In conclusion, we documented significantly decreased tryptophan concentrations in dogs with PLE compared with apparently healthy dogs. In addition, serum tryptophan concentrations were significantly correlated with serum albumin concentrations in dogs with PLE. Additional studies should be performed to determine serum kynurenine tryptophan ratio in dogs with PLE to negate any effects from dietary intake and IDO‐1 expression in the intestinal tract to determine the underlying pathogenesis. In addition, further studies are needed to determine if correction of serum tryptophan concentrations might improve clinical, laboratory or outcome variables in dogs with PLE.

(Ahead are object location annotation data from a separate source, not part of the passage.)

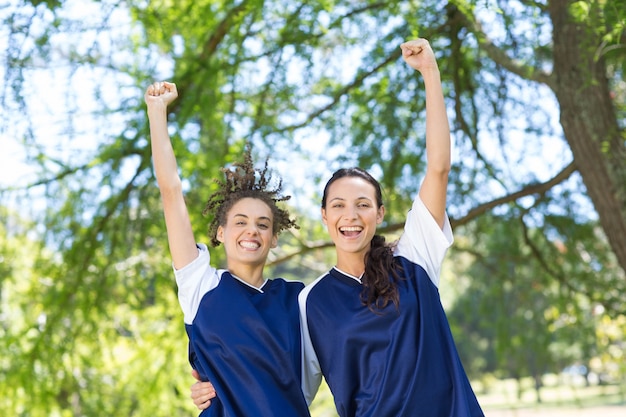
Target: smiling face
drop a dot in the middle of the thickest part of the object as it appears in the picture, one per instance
(351, 214)
(248, 233)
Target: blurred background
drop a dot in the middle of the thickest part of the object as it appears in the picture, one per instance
(534, 286)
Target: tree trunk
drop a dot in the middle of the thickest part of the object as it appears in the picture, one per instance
(588, 120)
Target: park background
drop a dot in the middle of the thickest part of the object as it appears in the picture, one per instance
(534, 286)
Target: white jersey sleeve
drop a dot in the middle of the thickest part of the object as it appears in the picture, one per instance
(311, 371)
(423, 241)
(194, 281)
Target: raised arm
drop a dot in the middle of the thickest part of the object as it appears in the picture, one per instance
(179, 232)
(419, 55)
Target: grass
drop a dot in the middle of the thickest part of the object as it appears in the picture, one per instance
(556, 393)
(498, 395)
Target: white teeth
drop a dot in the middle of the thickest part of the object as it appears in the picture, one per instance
(250, 245)
(351, 229)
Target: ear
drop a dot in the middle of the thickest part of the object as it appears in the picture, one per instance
(380, 215)
(220, 234)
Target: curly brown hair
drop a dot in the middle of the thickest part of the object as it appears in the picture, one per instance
(245, 181)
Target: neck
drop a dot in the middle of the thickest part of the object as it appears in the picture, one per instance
(251, 274)
(351, 263)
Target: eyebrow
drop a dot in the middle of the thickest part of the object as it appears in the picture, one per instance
(344, 199)
(245, 216)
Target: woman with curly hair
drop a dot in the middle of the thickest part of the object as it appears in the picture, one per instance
(243, 329)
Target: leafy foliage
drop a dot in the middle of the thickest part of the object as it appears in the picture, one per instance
(88, 315)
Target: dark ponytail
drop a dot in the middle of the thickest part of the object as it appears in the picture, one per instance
(381, 271)
(381, 276)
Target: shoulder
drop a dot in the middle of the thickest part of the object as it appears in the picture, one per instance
(304, 294)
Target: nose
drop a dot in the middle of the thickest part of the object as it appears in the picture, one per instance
(350, 213)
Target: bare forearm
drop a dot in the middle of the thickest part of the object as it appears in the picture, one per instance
(164, 160)
(437, 126)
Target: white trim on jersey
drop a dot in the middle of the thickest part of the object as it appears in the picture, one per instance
(423, 242)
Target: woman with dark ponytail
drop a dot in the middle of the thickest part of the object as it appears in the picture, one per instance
(374, 326)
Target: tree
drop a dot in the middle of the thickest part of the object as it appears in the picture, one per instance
(536, 100)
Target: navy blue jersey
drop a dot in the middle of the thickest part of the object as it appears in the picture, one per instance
(395, 362)
(245, 340)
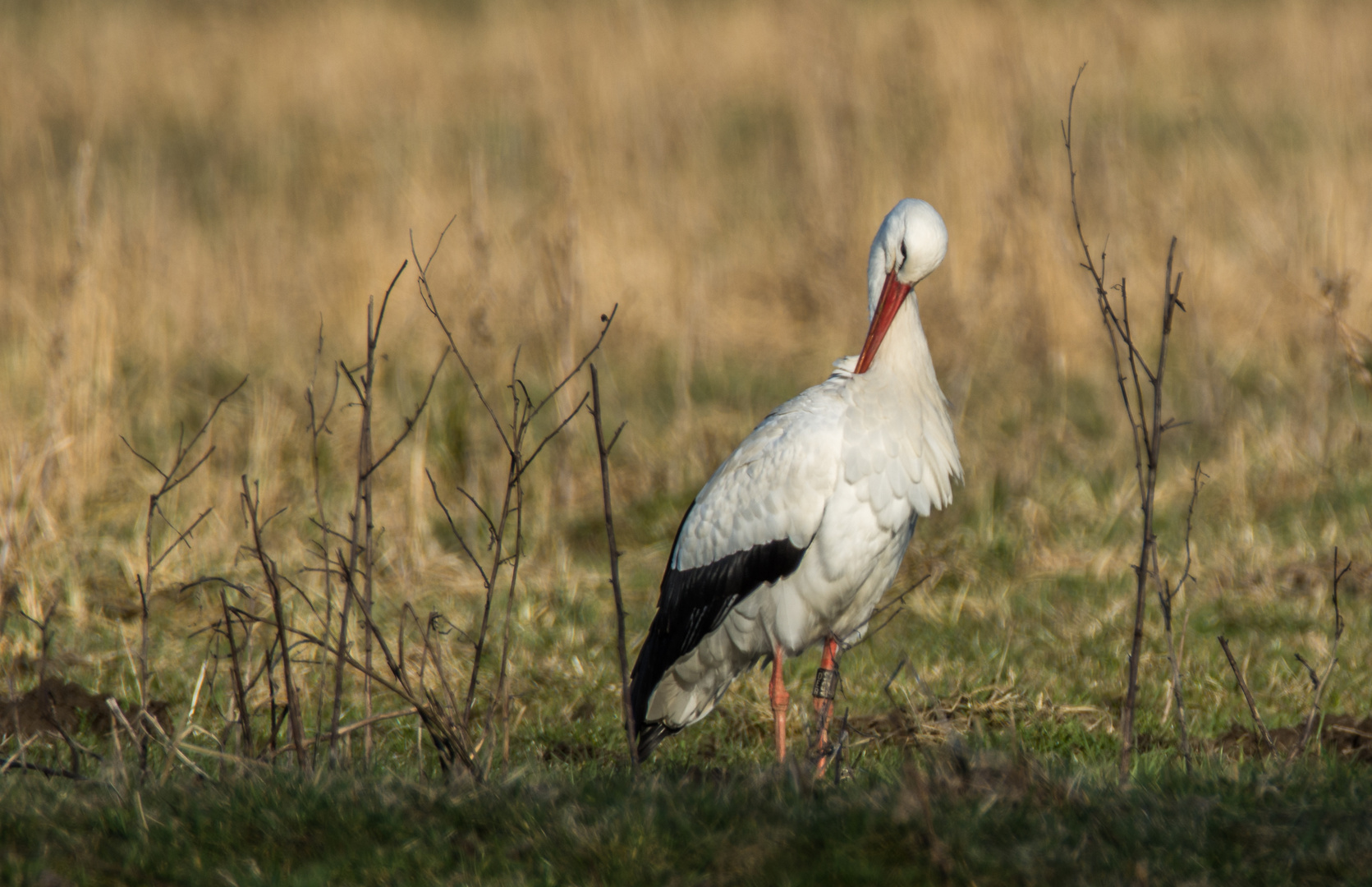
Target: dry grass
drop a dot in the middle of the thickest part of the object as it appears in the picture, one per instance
(191, 195)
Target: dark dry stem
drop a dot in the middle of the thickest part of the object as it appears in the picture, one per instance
(613, 570)
(172, 478)
(319, 425)
(1165, 598)
(241, 696)
(1247, 696)
(1334, 655)
(1147, 434)
(292, 698)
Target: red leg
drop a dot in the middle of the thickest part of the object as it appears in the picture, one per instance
(825, 706)
(779, 699)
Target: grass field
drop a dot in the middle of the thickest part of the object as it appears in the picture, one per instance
(192, 195)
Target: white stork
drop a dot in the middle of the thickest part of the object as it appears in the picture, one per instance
(803, 527)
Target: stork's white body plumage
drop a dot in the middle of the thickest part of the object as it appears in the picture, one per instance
(801, 531)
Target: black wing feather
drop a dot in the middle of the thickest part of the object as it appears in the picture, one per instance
(692, 604)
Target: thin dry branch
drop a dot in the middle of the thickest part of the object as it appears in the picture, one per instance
(251, 503)
(626, 709)
(1334, 655)
(172, 478)
(1146, 431)
(1165, 598)
(1247, 696)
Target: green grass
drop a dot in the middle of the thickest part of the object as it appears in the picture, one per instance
(911, 820)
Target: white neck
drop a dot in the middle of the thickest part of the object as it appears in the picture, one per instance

CONFLICT OF INTEREST DECLARATION

A.J. Fascetti is the Scientific Director of the Amino Acid Laboratory at the University of California Davis that provides amino acid analysis on a fee for service basis. This did not lead to any conflict of interest or influenced the collection or interpretation of results.

OFF‐LABEL ANTIMICROBIAL DECLARATION

Authors declare no off‐label use of antimicrobials.

INSTITUTIONAL ANIMAL CARE AND USE COMMITTEE (IACUC) OR OTHER APPROVAL DECLARATION

The University of Bristol granted ethical approval for the study (VIN/17/026).